Tuesday, June 12, 2007

Review of Books I Have Reviewed 02

Continuing a review of books I have already reviewed with a brief statement of what I found interesting in them (02).

The American Seasons. Edwin Way Teale. 1950. The changing seasons throughout the United States.

Anthem. Ayn Rand. 1946. Novel. Favors the individual "I" over the collective "We."

The Art of Teaching. Gilbert Highet. 1955. The basics of teaching--at any level.

As I Lay Dying. William Faulkner. 1930. Novel. The funeral trip from Hell but the situation is outrageously funny--to the reader, not the participants.

Ask Not (JFK's Inauguration speech). Thurston Clarke. 2004. The origins, contributions to, political backstabbing and delivery of Kennedy's Inauguration Address.

Autobiography of Mark Twain. Ed. Charles Neider. 1919. Published after Twain's death, so he speaks from the grave without fear of criticism.

Babbitt. Sinclair Lewis. 1922. Novel. Middle-aged Babbitt has his individuality sucked out of him by middle-class society.

Best American Essays of the Century. Eds. Oates and atwan. 2000. Essays [20th century] that are mostly provocative. Martin Luther King's "Letter from Birmingham Jail" in 1963 is memorable as are many others. Not to be missed.

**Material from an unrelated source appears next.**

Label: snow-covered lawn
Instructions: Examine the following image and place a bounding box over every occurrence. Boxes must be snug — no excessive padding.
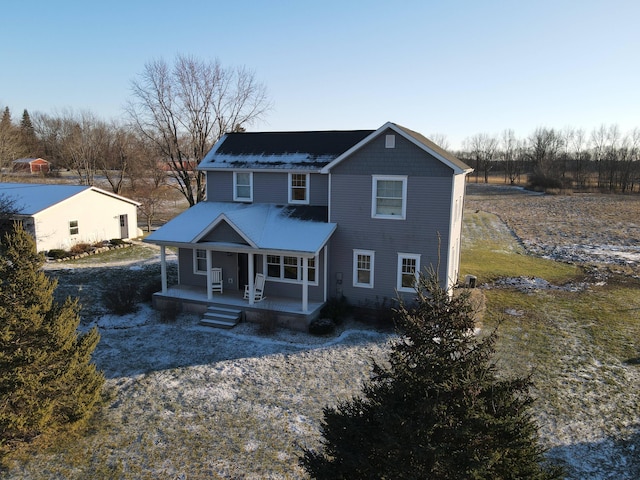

The Best and the Brightest. David Halberstam. 1972. The tragedy of Vietnam occurred because of the differences in leadership style between LBJ and JFK.

The Best Nature Writing of Joseph Wood Krutch. 1970. "Nothing the lesser creatures can teach us is more worth learning than the lesson of gladness."

Bill Campbell: Voice of Philadelphia Sports. Sam Carchidi. 2006. The voice of University of Pennsylvania football, Wilt Chamberlain's hundred-point game, the Philadelphia Eagles' championship football game vs. the Green Bay Packers in 1960 and the collapse of the 1964 Phillies.

The Blithedale Romance. Nathaniel Hawthorne. 1852. Fiction. Critics might not like my interpretation, but I think this romance is a novel of feminism.